Shake Weight won’t work, even though their TV informercial and web site say you can get “strong, sculpted arms” with this funky “shake weight” device: a dumbbell that you shake. If you clicked on this article, you have seen the nutty informercials and/or have come across Shake Weight in the store.
I’m a certified personal trainer. Shake Weight will not give you the sculpted, strong arms you seek. The TV infomercial emphasizes the flappy part of the upper back of women’s arms. This is the triceps muscle group. However, sometimes that floppiness is also caused by excess fat as well. Nevertheless, untoned triceps muscles will yield that unsightly, saggy appearance even in a thinner woman.
In order to tone and firm the triceps muscles, you must perform the joint action of elbow extension against resistance, and full range of motion is ideal, though almost-full range will also work. There must be sufficient resistance to force the triceps to work hard — not necessarily exhaustingly hard, but definitely vigorously.
Jostling a 2.5 pound weight will not accomplish this. First of all, the Shake Weight informercial and web site show the models shaking the weights absent elbow extension. The advertised motion is not true elbow extension, because what little elbow extending occurs spans a tiny amount of space: only a few inches. This isn’t sufficient enough to engage the triceps muscles to the point of changing their appearance.
The classic exercises for toning, firming and strengthening the triceps are “push-downs” and “dips.” In both of these exercises, there is complete or near-full elbow extension. There is no way around this. Triceps can also get firmed up and tightened by doing pushups and chest pressing motions, because these exercises involve elbow extension, though to a lesser degree than do push-downs and dips.
There is not one triceps-targeting exercise that does not involve elbow extension. Even that “triceps machine” you sit on at the gym, with your elbows on a pad, involves elbow extension. But Shake Weight? It’s not there, so how can this product yield enviable upper arms? It won’t.
Shake Weight also says that the jostling action targets biceps and chest. No way.
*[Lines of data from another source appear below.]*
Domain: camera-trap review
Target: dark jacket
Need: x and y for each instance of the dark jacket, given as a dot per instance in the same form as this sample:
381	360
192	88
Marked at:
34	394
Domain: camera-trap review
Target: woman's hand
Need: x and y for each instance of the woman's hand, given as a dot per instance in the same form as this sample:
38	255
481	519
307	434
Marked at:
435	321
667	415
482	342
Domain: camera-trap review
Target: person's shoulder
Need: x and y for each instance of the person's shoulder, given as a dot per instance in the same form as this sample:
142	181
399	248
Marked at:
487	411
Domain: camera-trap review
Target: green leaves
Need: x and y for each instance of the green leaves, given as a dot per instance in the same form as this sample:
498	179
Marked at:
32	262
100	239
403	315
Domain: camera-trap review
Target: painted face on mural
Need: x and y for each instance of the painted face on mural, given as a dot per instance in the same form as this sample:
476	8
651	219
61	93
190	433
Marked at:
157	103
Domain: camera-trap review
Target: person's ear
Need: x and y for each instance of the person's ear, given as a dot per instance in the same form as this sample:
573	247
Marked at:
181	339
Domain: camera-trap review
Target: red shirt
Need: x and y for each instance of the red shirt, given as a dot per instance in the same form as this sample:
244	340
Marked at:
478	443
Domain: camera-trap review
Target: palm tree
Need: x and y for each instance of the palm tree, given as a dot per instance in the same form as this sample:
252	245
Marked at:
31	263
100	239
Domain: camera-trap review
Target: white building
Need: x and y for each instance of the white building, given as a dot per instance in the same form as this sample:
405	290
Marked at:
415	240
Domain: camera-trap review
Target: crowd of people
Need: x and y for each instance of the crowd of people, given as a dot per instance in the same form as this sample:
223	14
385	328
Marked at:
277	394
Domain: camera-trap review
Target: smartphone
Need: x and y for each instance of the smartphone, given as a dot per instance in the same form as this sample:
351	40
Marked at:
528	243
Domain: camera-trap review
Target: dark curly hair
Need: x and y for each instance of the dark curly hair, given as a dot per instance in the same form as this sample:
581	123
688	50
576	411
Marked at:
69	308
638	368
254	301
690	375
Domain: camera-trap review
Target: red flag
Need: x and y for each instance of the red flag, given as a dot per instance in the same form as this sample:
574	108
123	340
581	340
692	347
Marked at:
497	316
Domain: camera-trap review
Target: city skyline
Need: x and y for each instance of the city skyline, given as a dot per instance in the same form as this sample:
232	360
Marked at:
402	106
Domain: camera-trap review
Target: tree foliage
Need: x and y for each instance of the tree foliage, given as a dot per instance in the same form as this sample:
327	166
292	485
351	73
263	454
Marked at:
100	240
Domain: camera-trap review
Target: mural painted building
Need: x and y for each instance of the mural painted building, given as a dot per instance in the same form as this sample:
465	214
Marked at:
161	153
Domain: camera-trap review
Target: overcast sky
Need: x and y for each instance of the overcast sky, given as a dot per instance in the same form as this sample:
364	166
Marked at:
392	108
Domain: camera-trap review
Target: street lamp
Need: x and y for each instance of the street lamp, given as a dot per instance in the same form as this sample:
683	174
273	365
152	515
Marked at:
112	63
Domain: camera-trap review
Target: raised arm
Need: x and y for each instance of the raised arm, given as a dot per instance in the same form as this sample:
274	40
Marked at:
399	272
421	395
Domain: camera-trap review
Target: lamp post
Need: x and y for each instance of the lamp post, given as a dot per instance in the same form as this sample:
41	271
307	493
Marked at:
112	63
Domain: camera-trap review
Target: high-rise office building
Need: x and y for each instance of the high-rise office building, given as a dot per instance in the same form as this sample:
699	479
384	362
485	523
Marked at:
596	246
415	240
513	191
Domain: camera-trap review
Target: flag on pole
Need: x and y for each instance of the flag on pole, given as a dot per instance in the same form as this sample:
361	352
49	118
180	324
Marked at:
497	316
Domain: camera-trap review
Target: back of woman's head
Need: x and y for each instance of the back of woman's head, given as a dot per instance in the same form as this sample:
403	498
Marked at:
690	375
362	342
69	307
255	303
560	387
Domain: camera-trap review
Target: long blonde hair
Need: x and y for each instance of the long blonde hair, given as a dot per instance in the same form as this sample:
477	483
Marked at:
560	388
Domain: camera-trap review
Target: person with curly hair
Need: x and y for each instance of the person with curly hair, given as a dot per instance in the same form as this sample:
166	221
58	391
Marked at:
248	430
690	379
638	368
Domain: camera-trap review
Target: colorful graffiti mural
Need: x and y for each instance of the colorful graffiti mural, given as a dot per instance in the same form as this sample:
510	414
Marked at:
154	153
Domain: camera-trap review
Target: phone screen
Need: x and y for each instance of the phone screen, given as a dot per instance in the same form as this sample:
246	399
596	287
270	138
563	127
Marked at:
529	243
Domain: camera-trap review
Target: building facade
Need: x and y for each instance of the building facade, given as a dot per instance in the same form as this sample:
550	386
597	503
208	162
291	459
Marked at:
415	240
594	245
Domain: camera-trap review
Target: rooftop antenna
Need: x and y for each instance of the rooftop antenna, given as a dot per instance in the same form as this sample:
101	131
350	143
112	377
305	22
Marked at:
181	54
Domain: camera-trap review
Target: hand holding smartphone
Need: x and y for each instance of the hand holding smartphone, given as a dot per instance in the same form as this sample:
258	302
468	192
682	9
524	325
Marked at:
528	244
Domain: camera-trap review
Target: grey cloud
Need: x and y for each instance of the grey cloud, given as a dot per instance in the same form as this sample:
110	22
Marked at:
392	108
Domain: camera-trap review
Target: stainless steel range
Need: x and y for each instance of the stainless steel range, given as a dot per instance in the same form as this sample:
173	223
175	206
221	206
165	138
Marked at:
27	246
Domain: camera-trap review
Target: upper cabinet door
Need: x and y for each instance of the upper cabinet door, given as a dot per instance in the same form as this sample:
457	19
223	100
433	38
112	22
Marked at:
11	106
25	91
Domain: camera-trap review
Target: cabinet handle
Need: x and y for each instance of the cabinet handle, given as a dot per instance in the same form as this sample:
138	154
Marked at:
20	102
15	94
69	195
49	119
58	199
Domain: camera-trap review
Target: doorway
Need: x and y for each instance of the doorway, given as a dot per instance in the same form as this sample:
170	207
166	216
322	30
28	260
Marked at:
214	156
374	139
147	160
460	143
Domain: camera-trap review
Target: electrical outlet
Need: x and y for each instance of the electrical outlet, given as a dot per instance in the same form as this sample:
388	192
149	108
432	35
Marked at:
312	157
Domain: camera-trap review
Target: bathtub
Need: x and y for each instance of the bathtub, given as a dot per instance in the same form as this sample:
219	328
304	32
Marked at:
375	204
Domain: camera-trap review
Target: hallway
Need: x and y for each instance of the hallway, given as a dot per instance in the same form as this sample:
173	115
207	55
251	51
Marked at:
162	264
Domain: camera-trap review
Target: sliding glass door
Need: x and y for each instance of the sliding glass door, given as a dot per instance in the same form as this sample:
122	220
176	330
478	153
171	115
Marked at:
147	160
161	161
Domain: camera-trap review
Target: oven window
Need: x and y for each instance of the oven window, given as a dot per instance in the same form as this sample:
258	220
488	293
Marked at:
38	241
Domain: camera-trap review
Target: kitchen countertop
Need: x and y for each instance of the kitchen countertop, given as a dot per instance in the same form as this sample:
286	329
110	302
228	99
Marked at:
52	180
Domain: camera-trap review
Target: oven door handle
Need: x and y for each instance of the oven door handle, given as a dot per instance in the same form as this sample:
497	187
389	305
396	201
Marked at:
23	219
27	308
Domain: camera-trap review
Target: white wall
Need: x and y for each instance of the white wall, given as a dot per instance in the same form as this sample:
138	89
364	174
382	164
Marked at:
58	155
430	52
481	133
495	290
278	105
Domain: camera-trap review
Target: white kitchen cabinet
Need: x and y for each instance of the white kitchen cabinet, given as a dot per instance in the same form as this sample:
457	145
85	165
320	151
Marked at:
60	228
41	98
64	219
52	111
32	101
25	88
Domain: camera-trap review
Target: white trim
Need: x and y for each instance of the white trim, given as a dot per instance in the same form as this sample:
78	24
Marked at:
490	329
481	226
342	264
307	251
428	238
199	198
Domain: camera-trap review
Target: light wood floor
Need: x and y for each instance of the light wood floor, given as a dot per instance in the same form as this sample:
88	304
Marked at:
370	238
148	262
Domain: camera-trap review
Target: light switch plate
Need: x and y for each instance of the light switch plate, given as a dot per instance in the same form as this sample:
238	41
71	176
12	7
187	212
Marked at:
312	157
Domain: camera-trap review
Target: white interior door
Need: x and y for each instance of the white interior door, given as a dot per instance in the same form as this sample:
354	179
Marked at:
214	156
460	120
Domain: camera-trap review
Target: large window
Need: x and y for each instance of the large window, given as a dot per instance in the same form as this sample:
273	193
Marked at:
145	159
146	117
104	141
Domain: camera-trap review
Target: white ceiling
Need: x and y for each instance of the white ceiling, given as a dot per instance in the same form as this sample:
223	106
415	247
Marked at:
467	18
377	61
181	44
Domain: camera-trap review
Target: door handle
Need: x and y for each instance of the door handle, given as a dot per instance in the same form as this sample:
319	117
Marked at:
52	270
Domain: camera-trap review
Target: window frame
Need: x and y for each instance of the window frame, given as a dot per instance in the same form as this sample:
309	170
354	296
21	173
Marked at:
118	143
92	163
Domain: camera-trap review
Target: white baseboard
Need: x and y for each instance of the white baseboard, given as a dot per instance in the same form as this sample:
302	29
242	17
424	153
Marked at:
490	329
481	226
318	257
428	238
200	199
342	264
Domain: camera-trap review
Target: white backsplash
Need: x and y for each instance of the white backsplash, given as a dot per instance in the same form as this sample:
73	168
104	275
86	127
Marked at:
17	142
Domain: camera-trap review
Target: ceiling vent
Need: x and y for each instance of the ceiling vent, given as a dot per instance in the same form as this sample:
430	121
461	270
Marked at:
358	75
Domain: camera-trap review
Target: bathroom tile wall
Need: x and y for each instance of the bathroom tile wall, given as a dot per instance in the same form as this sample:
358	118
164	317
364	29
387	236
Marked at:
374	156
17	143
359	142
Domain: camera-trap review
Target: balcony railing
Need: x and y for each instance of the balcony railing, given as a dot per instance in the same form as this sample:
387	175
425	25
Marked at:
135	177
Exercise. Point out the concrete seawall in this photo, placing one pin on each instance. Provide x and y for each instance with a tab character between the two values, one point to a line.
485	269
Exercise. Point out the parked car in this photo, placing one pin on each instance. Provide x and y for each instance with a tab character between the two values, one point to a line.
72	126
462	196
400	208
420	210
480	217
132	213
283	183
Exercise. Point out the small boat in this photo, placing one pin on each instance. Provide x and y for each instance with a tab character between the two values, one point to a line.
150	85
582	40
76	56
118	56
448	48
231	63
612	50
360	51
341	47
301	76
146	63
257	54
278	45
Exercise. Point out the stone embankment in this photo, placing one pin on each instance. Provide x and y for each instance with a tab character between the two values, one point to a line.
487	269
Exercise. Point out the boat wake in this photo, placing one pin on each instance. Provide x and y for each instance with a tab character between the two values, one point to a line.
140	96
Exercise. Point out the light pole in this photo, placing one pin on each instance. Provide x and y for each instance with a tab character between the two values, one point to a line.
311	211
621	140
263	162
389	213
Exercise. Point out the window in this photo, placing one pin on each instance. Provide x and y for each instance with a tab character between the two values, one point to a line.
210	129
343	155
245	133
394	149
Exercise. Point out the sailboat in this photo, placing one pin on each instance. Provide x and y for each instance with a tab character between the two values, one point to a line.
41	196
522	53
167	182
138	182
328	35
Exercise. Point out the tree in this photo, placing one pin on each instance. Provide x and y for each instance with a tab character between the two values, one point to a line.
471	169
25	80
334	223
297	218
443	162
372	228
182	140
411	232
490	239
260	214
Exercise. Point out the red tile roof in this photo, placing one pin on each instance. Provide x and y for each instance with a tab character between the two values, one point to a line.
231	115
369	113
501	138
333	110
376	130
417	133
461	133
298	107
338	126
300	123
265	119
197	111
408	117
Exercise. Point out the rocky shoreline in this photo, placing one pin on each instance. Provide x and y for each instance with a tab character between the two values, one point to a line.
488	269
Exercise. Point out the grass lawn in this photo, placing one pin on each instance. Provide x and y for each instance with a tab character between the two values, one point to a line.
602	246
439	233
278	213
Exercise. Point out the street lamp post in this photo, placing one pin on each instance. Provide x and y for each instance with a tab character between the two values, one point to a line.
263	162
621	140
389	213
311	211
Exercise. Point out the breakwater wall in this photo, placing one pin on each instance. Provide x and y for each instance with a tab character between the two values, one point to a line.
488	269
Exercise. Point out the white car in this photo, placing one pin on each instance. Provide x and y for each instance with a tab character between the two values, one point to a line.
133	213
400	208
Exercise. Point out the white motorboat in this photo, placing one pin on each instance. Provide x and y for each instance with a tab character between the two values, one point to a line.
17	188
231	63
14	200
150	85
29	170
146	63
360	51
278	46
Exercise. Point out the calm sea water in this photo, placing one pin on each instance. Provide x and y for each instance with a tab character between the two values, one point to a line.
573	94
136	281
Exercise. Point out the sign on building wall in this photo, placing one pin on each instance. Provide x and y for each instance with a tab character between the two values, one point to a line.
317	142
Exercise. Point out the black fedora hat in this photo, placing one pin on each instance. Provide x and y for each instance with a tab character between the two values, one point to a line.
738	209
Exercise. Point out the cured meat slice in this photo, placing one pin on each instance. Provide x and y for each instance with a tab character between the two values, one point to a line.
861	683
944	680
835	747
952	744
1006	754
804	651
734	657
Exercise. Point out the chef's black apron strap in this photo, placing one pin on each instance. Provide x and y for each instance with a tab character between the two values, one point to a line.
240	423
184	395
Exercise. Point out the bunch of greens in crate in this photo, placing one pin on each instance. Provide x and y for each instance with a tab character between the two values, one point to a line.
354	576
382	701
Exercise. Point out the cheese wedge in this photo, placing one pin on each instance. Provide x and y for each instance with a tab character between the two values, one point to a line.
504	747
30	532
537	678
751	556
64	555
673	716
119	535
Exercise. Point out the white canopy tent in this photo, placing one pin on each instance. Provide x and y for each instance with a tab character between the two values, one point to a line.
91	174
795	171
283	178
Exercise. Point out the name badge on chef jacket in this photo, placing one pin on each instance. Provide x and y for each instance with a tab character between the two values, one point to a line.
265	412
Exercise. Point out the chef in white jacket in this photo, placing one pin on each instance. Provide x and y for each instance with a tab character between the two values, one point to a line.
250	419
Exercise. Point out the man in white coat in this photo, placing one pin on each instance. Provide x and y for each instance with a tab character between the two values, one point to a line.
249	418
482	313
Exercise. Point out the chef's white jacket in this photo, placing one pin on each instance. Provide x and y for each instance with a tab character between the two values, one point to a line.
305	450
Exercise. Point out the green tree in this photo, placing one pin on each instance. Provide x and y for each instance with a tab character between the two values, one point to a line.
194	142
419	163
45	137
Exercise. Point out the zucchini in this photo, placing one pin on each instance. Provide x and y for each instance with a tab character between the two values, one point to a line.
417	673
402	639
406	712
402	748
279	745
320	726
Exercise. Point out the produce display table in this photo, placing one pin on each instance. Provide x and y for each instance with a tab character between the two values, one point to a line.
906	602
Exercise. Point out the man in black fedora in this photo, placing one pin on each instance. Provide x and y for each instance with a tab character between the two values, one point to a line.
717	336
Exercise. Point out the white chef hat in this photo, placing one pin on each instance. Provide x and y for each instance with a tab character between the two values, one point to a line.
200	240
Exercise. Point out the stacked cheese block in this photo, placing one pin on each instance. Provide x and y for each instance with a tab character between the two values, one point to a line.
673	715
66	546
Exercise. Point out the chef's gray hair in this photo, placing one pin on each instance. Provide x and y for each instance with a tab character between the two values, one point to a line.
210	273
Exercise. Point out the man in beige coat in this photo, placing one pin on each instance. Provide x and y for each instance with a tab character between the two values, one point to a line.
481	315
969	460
For the same reasons I cited for elbow extension, Shake Weight will not tone and tighten biceps; only elbow flexion against sufficient resistance will do that.
The Shake Weight program involves shaking the weights for six nonstop minutes. Anything that can be done for six nonstop minutes does not utilize enough resistance to result in the toned, tight and compact upper arms that you desire. This is why the classic strength training moves for triceps and biceps take only a fraction of that time: typically 8-12 repetitions, and then the set is completed. Several more sets are necessary for ideal results.
Some users of Shake Weight (which weigh only 2.5 pounds) believe “it will work” because within several minutes, they “feel the burn” or “feel it” in their upper arms. But “feeling it” is not a criterion for whether or not something will work. The joint action is so limited (range of motion) in Shake Weight that it will be impossible to transform flabby, flappy, shapeless arms into Michelle Obama’s arms. Impossible.
The web site also says Shake Weight will “shape and tone” your “shoulders and chest.” No way. Chest toning occurs when you are pushing against resistance. This can be done from several body positions, such as lying down (bench press, dumbbell press), and an inverted lying position (pushup) and a seated position (seated or horizontal chest press). These motions do not occur with Shake Weight. Shake Weight also does not involve the joint actions required to target shoulder muscles.
For toned, firm, shapely, tight, compact and stronger upper arms, you must engage in rigorous elbow extension exercises (which can be done with dumbbells, pulley machines, seated machines and body weight exercises like dips and pushups) and elbow flexion exercises (“curls” using dumbbells, barbells, machines or pulleys). Losing excess fat, which Shake Weight will not promote due to inefficient exertion, will improve appearance of upper arms.
The women in the Shake Weight commercials are certainly paid models who most likely perform traditional exercises for toning and tightening their upper arms.